You could make your code non-modifying (ie reallocate a new dT of the right type), or just calculate dT[1] as a scalar variable and return that (as far as I understand, that’s the only thing that is changed).

Hm. “Jacobian” normally involves a vector valued function in several variables. Doesn’t dT being an array simply mean that the function is vector valued?

The documentation says that the function should return an AbstractArray… [This method assumes that isa(f(x), AbstractArray)]. Is Float64 a subset of AbstractArray?

@BLI this doesn’t directly address your issue with ForwardDiff, but you could consider using ModelingToolkit.jl to specify the ODE and get the Jacobian that way.


I could probably use ModelingToolkit.jl. I’m really interested in ModelingToolkit.jl, but It is not really documented for “the average user” at the moment.

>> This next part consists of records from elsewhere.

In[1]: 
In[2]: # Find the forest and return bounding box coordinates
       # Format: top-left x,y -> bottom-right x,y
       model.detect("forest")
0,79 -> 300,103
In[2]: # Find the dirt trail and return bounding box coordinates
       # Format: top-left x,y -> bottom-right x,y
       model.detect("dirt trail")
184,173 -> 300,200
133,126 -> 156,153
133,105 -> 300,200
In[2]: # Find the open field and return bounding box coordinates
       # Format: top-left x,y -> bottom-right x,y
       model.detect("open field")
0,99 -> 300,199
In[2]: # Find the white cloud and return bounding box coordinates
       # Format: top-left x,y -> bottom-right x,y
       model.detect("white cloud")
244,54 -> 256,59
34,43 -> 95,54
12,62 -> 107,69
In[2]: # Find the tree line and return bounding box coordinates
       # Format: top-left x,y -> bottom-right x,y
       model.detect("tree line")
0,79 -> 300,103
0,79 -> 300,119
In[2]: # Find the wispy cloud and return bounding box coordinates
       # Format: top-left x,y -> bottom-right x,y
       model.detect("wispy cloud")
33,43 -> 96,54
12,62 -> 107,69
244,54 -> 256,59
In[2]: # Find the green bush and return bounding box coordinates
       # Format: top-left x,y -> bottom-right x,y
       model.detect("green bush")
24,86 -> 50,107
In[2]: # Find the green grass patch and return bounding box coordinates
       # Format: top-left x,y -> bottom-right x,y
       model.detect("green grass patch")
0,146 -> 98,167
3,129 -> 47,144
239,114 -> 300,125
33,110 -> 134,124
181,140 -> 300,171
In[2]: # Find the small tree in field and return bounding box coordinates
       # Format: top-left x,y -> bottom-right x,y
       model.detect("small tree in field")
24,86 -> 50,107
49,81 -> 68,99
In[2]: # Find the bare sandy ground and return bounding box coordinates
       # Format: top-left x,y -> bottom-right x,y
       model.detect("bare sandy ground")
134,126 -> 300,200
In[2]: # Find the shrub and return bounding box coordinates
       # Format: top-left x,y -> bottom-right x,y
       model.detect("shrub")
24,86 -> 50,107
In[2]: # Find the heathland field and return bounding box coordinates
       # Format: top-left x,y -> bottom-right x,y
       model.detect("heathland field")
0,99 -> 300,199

I can, of course, find the Jacobian numerically:

B = zeros(length(T_op),length(u_op))
Iu = Diagonal(ones(length(u_op)))
for j in 1:length(u_op)
    B[:,j] = (wt_u(u_op+Iu[:,j]*1e-6) - wt_u(u_op))/1e-6

but it would be much more elegant to use ForwardDiff or some other tool.

It’s part of the tutorial now:


I’ll look into it. But I need something more general… I’m considering systems with inputs, \frac{dx}{dt} = f(x,u;t) and I also need the Jacobian wrt. the input, i.e., I need both \frac{\partial f}{\partial x} and \frac {\partial f}{\partial u}. The DiffEq solvers assume that I have made the mapping g(x,t) = f(x,u(x,t),t), so I assume that ModelingToolkit will find the Jacobian of g(x,t) wrt. x, only.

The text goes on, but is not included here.